When it comes to drinking herbal tea during pregnancy, it's best to be cautious. While many types of herbal tea may be safe, herbs are not regulated by the Food and Drug Administration, so there's no way of knowing exactly which herbs -- or how much of those herbs -- may be sitting in your steeping tea bag. Some herbs can have medicinal properties that can be dangerous for you and your baby, especially in high doses.
Your best bet is to stick to teas from well-known brands and read the label to check for warnings for pregnant women (also, just because a product is labeled "pregnancy tea" doesn't mean it's automatically safe). You should also avoid any teas that claim to have specific medicinal benefits, since those are often more highly concentrated than teas with herbs used just for flavor.

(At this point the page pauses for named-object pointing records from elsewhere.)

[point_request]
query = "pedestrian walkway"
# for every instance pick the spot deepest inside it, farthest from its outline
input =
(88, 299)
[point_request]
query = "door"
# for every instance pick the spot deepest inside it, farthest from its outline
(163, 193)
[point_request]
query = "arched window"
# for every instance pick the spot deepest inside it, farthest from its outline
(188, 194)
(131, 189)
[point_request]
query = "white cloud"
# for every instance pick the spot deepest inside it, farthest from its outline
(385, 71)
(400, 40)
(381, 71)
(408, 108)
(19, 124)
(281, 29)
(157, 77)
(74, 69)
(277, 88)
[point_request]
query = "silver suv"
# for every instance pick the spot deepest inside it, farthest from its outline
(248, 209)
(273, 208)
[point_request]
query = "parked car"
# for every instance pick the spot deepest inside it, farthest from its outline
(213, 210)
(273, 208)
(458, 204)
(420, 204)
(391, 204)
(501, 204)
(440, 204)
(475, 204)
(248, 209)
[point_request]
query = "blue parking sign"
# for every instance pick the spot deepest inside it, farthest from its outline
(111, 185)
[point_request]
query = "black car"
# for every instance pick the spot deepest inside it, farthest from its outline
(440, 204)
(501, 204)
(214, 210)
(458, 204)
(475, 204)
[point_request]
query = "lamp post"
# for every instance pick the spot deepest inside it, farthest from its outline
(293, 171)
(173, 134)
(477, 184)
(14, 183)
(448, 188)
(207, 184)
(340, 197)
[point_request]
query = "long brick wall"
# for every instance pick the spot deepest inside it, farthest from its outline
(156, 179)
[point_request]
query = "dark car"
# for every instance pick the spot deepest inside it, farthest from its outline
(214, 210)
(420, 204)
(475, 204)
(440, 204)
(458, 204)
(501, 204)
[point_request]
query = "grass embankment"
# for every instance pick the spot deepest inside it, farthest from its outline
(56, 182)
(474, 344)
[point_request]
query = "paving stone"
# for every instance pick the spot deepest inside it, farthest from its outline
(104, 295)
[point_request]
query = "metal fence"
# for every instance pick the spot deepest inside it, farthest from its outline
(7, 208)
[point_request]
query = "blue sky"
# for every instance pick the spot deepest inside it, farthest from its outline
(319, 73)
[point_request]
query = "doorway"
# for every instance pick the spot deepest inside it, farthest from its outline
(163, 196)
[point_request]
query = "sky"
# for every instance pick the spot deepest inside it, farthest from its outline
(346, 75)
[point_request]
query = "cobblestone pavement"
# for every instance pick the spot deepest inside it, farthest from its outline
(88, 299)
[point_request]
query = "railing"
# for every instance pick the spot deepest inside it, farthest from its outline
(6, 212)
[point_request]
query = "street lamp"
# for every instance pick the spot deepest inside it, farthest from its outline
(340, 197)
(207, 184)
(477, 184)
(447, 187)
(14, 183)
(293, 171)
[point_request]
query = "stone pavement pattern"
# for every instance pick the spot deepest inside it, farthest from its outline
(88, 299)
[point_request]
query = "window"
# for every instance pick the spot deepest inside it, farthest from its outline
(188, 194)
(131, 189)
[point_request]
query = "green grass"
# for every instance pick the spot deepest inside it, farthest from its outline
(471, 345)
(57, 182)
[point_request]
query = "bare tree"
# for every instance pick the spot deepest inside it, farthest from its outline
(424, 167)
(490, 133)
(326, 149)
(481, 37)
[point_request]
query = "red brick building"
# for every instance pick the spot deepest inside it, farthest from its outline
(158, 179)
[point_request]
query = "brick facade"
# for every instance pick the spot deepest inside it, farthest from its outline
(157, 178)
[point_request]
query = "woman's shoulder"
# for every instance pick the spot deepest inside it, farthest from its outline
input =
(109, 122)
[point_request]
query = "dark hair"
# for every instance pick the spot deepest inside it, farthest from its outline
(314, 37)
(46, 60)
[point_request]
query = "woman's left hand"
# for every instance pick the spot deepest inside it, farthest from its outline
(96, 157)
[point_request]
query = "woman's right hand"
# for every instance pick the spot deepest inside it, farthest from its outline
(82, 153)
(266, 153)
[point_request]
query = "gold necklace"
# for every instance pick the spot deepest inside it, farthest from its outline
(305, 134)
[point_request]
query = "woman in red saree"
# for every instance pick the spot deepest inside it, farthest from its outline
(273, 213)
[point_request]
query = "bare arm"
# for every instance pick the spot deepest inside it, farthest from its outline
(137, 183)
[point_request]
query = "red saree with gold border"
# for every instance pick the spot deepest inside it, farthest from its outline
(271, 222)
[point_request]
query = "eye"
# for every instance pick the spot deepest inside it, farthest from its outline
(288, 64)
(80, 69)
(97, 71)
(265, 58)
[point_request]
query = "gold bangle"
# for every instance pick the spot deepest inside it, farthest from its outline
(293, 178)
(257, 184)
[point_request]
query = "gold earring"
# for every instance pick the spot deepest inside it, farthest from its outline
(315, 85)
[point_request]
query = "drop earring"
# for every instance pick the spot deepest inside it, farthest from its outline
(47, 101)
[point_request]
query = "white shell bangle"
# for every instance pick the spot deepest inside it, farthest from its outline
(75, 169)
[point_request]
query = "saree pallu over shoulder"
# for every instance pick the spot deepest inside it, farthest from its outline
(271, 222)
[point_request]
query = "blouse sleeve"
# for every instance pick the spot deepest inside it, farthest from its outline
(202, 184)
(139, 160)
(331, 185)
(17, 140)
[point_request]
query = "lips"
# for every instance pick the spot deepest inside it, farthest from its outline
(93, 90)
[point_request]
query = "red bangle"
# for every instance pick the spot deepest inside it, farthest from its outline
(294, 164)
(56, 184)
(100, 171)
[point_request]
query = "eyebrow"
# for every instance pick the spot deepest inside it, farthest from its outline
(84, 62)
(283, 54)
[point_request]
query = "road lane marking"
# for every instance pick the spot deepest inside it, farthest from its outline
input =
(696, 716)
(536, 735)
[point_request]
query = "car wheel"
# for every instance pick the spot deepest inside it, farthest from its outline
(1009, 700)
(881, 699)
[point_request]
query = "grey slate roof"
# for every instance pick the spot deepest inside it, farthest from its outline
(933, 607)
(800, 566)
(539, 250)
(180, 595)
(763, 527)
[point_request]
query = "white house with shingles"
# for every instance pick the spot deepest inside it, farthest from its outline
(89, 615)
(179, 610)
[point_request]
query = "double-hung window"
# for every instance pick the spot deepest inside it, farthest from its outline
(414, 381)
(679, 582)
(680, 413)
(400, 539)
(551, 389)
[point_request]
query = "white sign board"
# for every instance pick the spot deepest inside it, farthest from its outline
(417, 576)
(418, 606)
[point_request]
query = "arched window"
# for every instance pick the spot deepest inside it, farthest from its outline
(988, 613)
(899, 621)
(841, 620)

But as a general rule, the following types of teas can be enjoyed in moderation (about a cup a day):
• Peppermint or mint leaf: Great for alleviating morning sickness, heartburn, and gas.
• Ginger: Used for easing morning sickness, especially if you're throwing up.
• Chamomile: Helps soothe you to sleep and aids in digestion. Recently, however, chamomile has come under fire for possibly causing contractions, so it's a good idea to discuss any concerns you have with your doctor. Most doctors say sipping a cup of chamomile tea is safe, but you should avoid the herb in its more potent medicinal form, especially if you're allergic to ragweed, since chamomile can trigger a similar reaction.
Here are some herbs that you should not consume while you're expecting. These include, but aren't limited to:
• Blue cohosh, licorice, ginseng, goldenseal, and feverfew: These can cause contractions or bleeding.
• St. John's Wort: Used to boost moods and treat depression, this herb may have an impact on a baby's developing nervous system (although this has not been well-studied).
• Dandelion: Sometimes used to ease swelling, this herb is also rich in vitamin A, which has been linked to birth defects in large amounts.
• Juniper berry: This can irritate a sensitive stomach.
• Alfalfa: This contains vitamin K, which can lead to dangerous blood clots in pregnant women.
Since recommendations for what's safe change all the time, check out a reputable Web site like that of the National Center for Complementary and Alternative Medicine to find out information on the safety of specific herbs. If you're concerned about whether or not your favorite herbal tea is still safe now that you're pregnant, you should also let your doctor know and get his or her approval before you sip.